GCC 4 creates terrible code for Coldfire.
Example GCC4:
Code:
copy_32x4C:
01 link.w %fp,#-16
02 movm.l #3084,(%sp)
03 move.l 8(%fp),%d3
04 move.l 16(%fp),%d0
05 lsr.l #4,%d0
06 tst.l %d0
07 jbeq .L148
08 move.l %d3,%a3
09 move.l 12(%fp),%a2
10 move.l %d0,%d2
.L150:
11 move.l (%a2),%d0
12 move.l 4(%a2),%d1
13 move.l 8(%a2),%a0
14 move.l 12(%a2),%a1
15 add.l #16,%a2
16 move.l %d0,(%a3)
17 move.l %d1,4(%a3)
18 move.l %a0,8(%a3)
19 move.l %a1,12(%a3)
20 add.l #16,%a3
21 subq.l #1,%d2
22 jbne .L150
.L148:
23 movm.l (%sp),#3084
24 unlk %fp
25 rts
Several problem are visible:
GCC does load variables in certain register only to mcopy them to other register later.
Lines 08 and 10 are useless.
Line 06 the test instruction is not needed.
Lines 11-21 the copy loop is very bad written.
If the loop would use (an)+ addressing mode it would be 24 bytes shorter and would not need the 2 add instructions.
What the GCC 4 actually wanted to do and what GCC 2 was doing is this:
Code:
copy_32x4C:
link.w %fp,#-16
movm.l #3084,(%sp)
move.l 8(%fp),%a3
move.l 16(%fp),%d2
lsr.l #4,%d2
jbeq .L148
move.l 12(%fp),%a2
.L150:
move.l (%a2)+,%d0
move.l (%a2)+,%d1
move.l (%a2)+,%a0
move.l (%a2)+,%a1
move.l %d0,(%a3)+
move.l %d1,(%a3)+
move.l %a0,(%a3)+
move.l %a1,(%a3)+
subq.l #1,%d2
jbne .L150
.L148:
movm.l (%sp),#3084
unlk %fp
rts
And what I would write is this:
Code:
copy_32x4C:
link.w %fp,#-16
movm.l #3084,(%sp)
move.l 8(%fp),%a3
move.l 16(%fp),%d2
lsr.l #4,%d2
jbeq .L148
move.l 12(%fp),%a2
.L150:
movem.l (%a2),%d0/%d1/%a0/%a1
lea (16,%a2),%a2
movem.l %d0/%d1/%a0/%a1,(%a3)
lea (16,%a3),%a3
subq.l #1,%d2
jbne .L150
.L148:
movm.l (%sp),#3084
unlk %fp
rts
Using movem.l is shorter and faster.
The routine created by GCC is were bad.
Is visible that GCC is major problems with register allocation.

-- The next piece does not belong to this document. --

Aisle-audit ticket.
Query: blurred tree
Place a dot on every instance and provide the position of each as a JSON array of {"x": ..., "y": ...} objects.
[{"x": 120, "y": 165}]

The middle routine is a lot better its halve as short and faster :-/
And the lowest routine is again much shorter and twice as fast as the GCC4 version.
I'm wondering how much better the Coldfire will look in embedded benchmarks if the Compiler would be less stupid.